Santé : Une recherche au Cambodge pour éliminer les dangers du paludisme dans le monde

Une recherche qui pourrait contribuer à l’éradication du paludisme non seulement au Cambodge mais aussi sur le continent africain a débuté sur le terrain cette semaine.

Coordonnée par Patrice Piola, médecin et chef de l’Unité d’Epidémiologie et Santé Publique à l’Institut Pasteur du Cambodge, cette recherche est menée dans le seul milieu au pays où peut être contractée la forme la plus mortelle de la maladie : aux fins fonds des forêts.

Patrice Piola, médecin et chef de l’Unité d’Epidémiologie et Santé Publique à l’Institut Pasteur du Cambodge
Patrice Piola, médecin et chef de l’Unité d’Epidémiologie et Santé Publique à l’Institut Pasteur du Cambodge

Situation au Cambodge : les conséquences du succès…

Cette forme de paludisme est transmise aux humains par piqûre de moustiques femelles porteuses du parasite unicellulaire Plasmodium, comme l’expliquait le Docteur Piola durant une conférence qu’il donnait à l’Institut français du Cambodge le 19 mars.

Grâce aux efforts faits au Cambodge au cours des 20 dernières années pour combattre et traiter cette maladie, ce n’est qu’en forêt qu’on peut maintenant l’attraper, disait-il.

Par contre le pays est presque devenu victime de son succès dans la lutte contre le paludisme et ses programmes pour soigner les personnes qui l’ont contracté.

conférence qu’il donnait à l’Institut français du Cambodge le 19 mars
Conférence donnée à l’Institut français du Cambodge

« Les parasites sont résistants aux médicaments, » disait le Docteur Piola en entrevue. « Lorsque quelqu’un prend un traitement, eh bien, il y a de plus en plus de difficultés pour que ce traitement tue le parasite dans l’individu qui est infecté. »

« Lorsqu’on introduit un médicament, eh bien, il arrive que certains microbes survivent et du coup, ces microbes…se multiplient.
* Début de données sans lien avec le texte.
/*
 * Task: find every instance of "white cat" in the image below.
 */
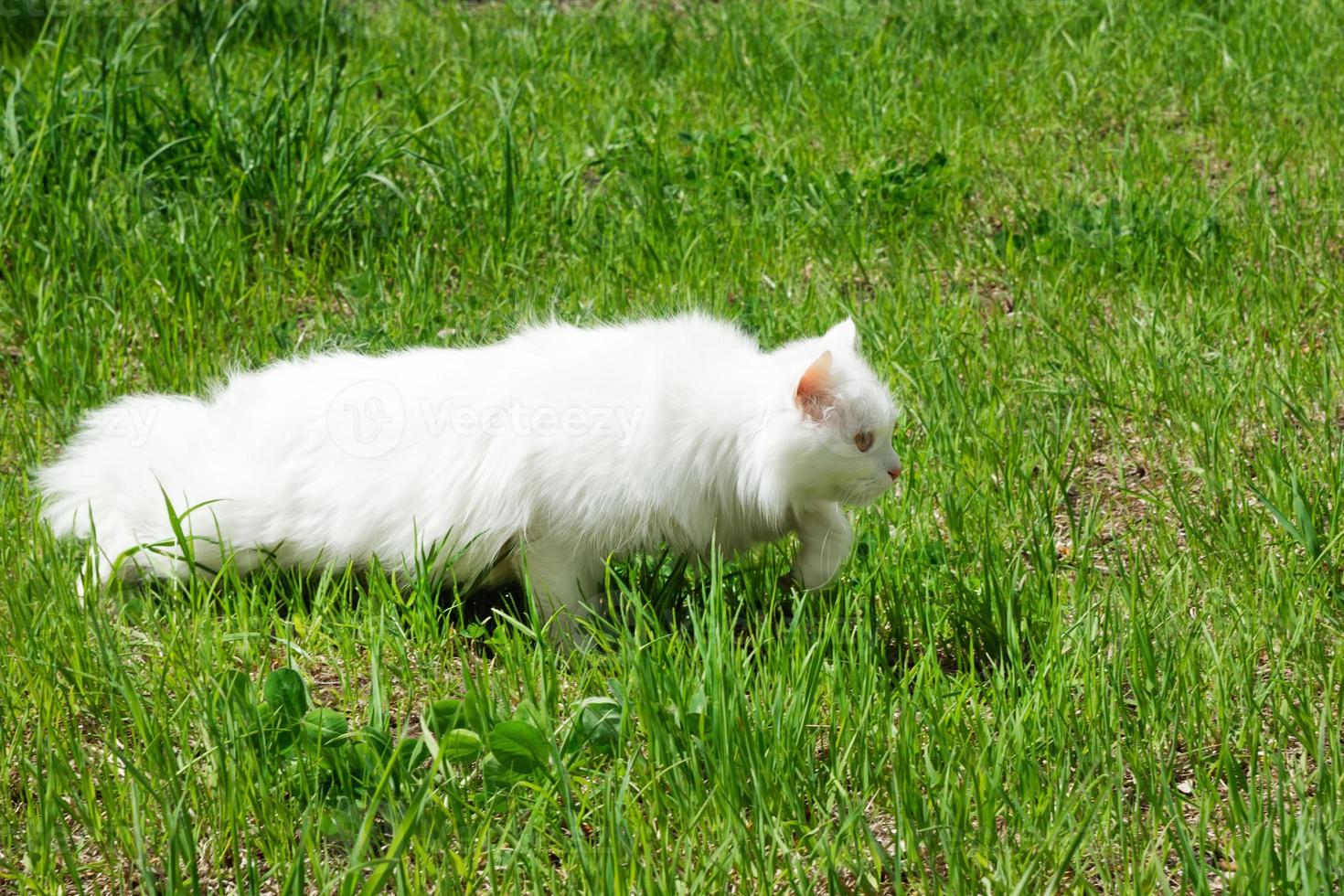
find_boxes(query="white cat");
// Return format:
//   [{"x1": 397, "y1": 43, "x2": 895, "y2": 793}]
[{"x1": 39, "y1": 315, "x2": 901, "y2": 630}]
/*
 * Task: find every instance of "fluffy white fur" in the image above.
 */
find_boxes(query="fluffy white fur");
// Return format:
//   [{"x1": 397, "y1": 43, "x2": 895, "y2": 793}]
[{"x1": 39, "y1": 315, "x2": 901, "y2": 636}]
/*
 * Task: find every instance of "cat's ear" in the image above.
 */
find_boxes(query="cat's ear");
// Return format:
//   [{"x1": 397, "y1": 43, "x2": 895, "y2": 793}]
[
  {"x1": 793, "y1": 350, "x2": 835, "y2": 421},
  {"x1": 821, "y1": 317, "x2": 859, "y2": 352}
]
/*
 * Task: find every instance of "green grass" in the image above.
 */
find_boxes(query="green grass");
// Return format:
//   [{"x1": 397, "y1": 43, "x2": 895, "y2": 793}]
[{"x1": 0, "y1": 0, "x2": 1344, "y2": 893}]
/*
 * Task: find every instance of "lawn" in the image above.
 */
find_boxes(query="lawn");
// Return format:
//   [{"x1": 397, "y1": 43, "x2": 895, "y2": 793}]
[{"x1": 0, "y1": 0, "x2": 1344, "y2": 893}]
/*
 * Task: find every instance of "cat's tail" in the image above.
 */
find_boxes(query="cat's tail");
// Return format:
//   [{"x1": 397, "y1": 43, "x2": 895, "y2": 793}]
[{"x1": 37, "y1": 395, "x2": 207, "y2": 581}]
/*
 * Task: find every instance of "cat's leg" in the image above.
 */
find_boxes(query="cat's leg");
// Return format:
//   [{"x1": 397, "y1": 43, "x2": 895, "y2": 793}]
[
  {"x1": 789, "y1": 504, "x2": 853, "y2": 591},
  {"x1": 521, "y1": 541, "x2": 603, "y2": 645}
]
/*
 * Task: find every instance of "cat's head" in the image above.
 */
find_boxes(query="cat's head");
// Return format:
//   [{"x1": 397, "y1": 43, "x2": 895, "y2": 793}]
[{"x1": 786, "y1": 320, "x2": 901, "y2": 505}]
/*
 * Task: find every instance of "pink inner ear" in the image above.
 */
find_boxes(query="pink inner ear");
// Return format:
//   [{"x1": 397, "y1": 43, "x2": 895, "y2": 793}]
[{"x1": 793, "y1": 350, "x2": 833, "y2": 421}]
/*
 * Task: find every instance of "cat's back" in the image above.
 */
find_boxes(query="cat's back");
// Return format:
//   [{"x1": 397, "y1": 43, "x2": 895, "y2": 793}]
[{"x1": 501, "y1": 312, "x2": 761, "y2": 384}]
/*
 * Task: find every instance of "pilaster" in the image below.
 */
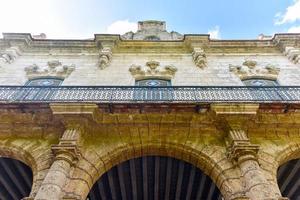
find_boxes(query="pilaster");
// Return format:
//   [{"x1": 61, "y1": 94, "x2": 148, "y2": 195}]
[
  {"x1": 35, "y1": 127, "x2": 82, "y2": 200},
  {"x1": 212, "y1": 104, "x2": 282, "y2": 200}
]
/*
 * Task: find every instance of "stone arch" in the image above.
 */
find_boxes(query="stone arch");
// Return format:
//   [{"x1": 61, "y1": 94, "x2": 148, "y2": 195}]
[
  {"x1": 0, "y1": 140, "x2": 52, "y2": 197},
  {"x1": 65, "y1": 141, "x2": 240, "y2": 199},
  {"x1": 259, "y1": 141, "x2": 300, "y2": 199}
]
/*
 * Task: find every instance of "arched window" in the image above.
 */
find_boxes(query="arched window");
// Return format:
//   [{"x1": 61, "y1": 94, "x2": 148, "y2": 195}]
[
  {"x1": 26, "y1": 78, "x2": 63, "y2": 86},
  {"x1": 243, "y1": 78, "x2": 279, "y2": 86},
  {"x1": 135, "y1": 79, "x2": 171, "y2": 87}
]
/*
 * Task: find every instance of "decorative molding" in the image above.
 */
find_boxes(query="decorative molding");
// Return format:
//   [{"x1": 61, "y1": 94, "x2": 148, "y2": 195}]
[
  {"x1": 25, "y1": 60, "x2": 75, "y2": 79},
  {"x1": 229, "y1": 60, "x2": 280, "y2": 80},
  {"x1": 0, "y1": 53, "x2": 15, "y2": 64},
  {"x1": 121, "y1": 20, "x2": 184, "y2": 41},
  {"x1": 228, "y1": 130, "x2": 259, "y2": 163},
  {"x1": 192, "y1": 48, "x2": 207, "y2": 69},
  {"x1": 129, "y1": 61, "x2": 177, "y2": 80},
  {"x1": 210, "y1": 103, "x2": 259, "y2": 115},
  {"x1": 284, "y1": 47, "x2": 300, "y2": 64},
  {"x1": 98, "y1": 47, "x2": 112, "y2": 69},
  {"x1": 0, "y1": 46, "x2": 20, "y2": 64}
]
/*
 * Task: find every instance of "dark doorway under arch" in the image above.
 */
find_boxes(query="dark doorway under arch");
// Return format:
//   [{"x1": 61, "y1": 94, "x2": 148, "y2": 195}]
[
  {"x1": 88, "y1": 156, "x2": 222, "y2": 200},
  {"x1": 277, "y1": 159, "x2": 300, "y2": 200},
  {"x1": 0, "y1": 157, "x2": 32, "y2": 200}
]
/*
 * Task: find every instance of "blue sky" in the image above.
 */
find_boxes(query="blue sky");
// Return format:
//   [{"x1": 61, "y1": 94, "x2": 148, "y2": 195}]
[{"x1": 0, "y1": 0, "x2": 300, "y2": 39}]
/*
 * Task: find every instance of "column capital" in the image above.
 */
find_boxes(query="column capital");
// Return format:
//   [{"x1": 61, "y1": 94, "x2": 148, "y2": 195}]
[
  {"x1": 227, "y1": 130, "x2": 259, "y2": 163},
  {"x1": 51, "y1": 144, "x2": 81, "y2": 165}
]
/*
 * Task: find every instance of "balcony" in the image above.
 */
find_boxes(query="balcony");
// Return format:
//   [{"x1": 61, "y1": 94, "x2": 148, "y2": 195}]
[{"x1": 0, "y1": 86, "x2": 300, "y2": 103}]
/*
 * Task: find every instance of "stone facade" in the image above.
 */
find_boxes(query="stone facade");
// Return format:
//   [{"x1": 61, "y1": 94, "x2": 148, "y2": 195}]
[{"x1": 0, "y1": 21, "x2": 300, "y2": 200}]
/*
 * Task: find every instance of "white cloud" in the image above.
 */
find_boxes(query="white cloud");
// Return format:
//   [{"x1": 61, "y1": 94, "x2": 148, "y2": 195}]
[
  {"x1": 288, "y1": 26, "x2": 300, "y2": 33},
  {"x1": 106, "y1": 20, "x2": 137, "y2": 34},
  {"x1": 208, "y1": 26, "x2": 221, "y2": 39},
  {"x1": 275, "y1": 0, "x2": 300, "y2": 25}
]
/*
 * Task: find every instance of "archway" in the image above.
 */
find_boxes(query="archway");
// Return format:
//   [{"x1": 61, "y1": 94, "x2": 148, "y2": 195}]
[
  {"x1": 0, "y1": 157, "x2": 33, "y2": 200},
  {"x1": 277, "y1": 159, "x2": 300, "y2": 199},
  {"x1": 88, "y1": 156, "x2": 222, "y2": 200}
]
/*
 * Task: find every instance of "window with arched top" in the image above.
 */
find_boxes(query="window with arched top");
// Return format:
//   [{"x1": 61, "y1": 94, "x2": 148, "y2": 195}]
[
  {"x1": 145, "y1": 35, "x2": 160, "y2": 41},
  {"x1": 26, "y1": 78, "x2": 63, "y2": 86},
  {"x1": 135, "y1": 79, "x2": 171, "y2": 87},
  {"x1": 243, "y1": 78, "x2": 279, "y2": 86}
]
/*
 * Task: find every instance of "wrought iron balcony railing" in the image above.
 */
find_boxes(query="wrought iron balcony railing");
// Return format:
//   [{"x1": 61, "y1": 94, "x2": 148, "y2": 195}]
[{"x1": 0, "y1": 86, "x2": 300, "y2": 103}]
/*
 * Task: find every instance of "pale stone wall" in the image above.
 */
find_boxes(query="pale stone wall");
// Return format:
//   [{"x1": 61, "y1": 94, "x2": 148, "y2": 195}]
[{"x1": 0, "y1": 52, "x2": 300, "y2": 86}]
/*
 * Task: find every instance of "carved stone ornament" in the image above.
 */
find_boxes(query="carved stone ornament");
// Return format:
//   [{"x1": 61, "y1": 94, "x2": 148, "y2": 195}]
[
  {"x1": 129, "y1": 61, "x2": 177, "y2": 79},
  {"x1": 284, "y1": 47, "x2": 300, "y2": 64},
  {"x1": 0, "y1": 46, "x2": 20, "y2": 65},
  {"x1": 25, "y1": 60, "x2": 75, "y2": 79},
  {"x1": 98, "y1": 47, "x2": 112, "y2": 69},
  {"x1": 0, "y1": 53, "x2": 15, "y2": 64},
  {"x1": 121, "y1": 20, "x2": 184, "y2": 41},
  {"x1": 192, "y1": 48, "x2": 207, "y2": 69},
  {"x1": 229, "y1": 60, "x2": 280, "y2": 80}
]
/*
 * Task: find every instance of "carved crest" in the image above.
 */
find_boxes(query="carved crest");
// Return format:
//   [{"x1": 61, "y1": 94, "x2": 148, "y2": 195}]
[
  {"x1": 25, "y1": 60, "x2": 75, "y2": 79},
  {"x1": 129, "y1": 61, "x2": 177, "y2": 79},
  {"x1": 229, "y1": 60, "x2": 280, "y2": 80},
  {"x1": 192, "y1": 48, "x2": 207, "y2": 69}
]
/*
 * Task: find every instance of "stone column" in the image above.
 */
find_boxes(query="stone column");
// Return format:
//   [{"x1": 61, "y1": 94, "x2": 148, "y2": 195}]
[
  {"x1": 229, "y1": 130, "x2": 281, "y2": 200},
  {"x1": 35, "y1": 128, "x2": 81, "y2": 200}
]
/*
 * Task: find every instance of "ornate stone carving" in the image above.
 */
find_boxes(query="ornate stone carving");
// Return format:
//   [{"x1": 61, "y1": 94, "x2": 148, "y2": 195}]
[
  {"x1": 25, "y1": 60, "x2": 75, "y2": 79},
  {"x1": 121, "y1": 20, "x2": 183, "y2": 41},
  {"x1": 129, "y1": 61, "x2": 177, "y2": 79},
  {"x1": 228, "y1": 130, "x2": 259, "y2": 162},
  {"x1": 0, "y1": 46, "x2": 20, "y2": 64},
  {"x1": 229, "y1": 60, "x2": 280, "y2": 80},
  {"x1": 98, "y1": 47, "x2": 112, "y2": 69},
  {"x1": 284, "y1": 47, "x2": 300, "y2": 64},
  {"x1": 0, "y1": 53, "x2": 15, "y2": 64},
  {"x1": 192, "y1": 48, "x2": 207, "y2": 69}
]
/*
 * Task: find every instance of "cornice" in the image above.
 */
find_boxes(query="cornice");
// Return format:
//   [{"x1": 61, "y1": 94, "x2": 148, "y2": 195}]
[{"x1": 0, "y1": 33, "x2": 300, "y2": 53}]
Et ça développe une résistance qui s’impose en quelque sorte, » explique-t-il. « C’est ce qu’on voit au Cambodge…une résistance aux antipaludiques qui s’est installée comme nulle part ailleurs dans le monde.

« Et c’est ça qui est…l’urgence, c‘est qu’on a peur que cette souche multi-résistante diffuse en Afrique là où il y a donc 95 % des cas de paludisme dans le monde, » ajoutait le Docteur Piola.

Patrice Piola
Patrice Piola

Recherche en cours avec objectifs d’une grande portée

Un programme de recherche a donc été lancé au Cambodge en collaboration avec le Ministère de la Santé pour mener une étude sur tous les plans. Travaillant directement avec la population à risque, c’est-à-dire les coupeurs de bois qui sont habituellement des hommes assez jeunes, les chercheurs vont se pencher sur la transmission du paludisme en forêt et par la suite mener un programme d’élimination de la maladie dans cet environnement. La recherche va inclure des enquêtes sur le comportement des moustiques et maintes analyses en laboratoire.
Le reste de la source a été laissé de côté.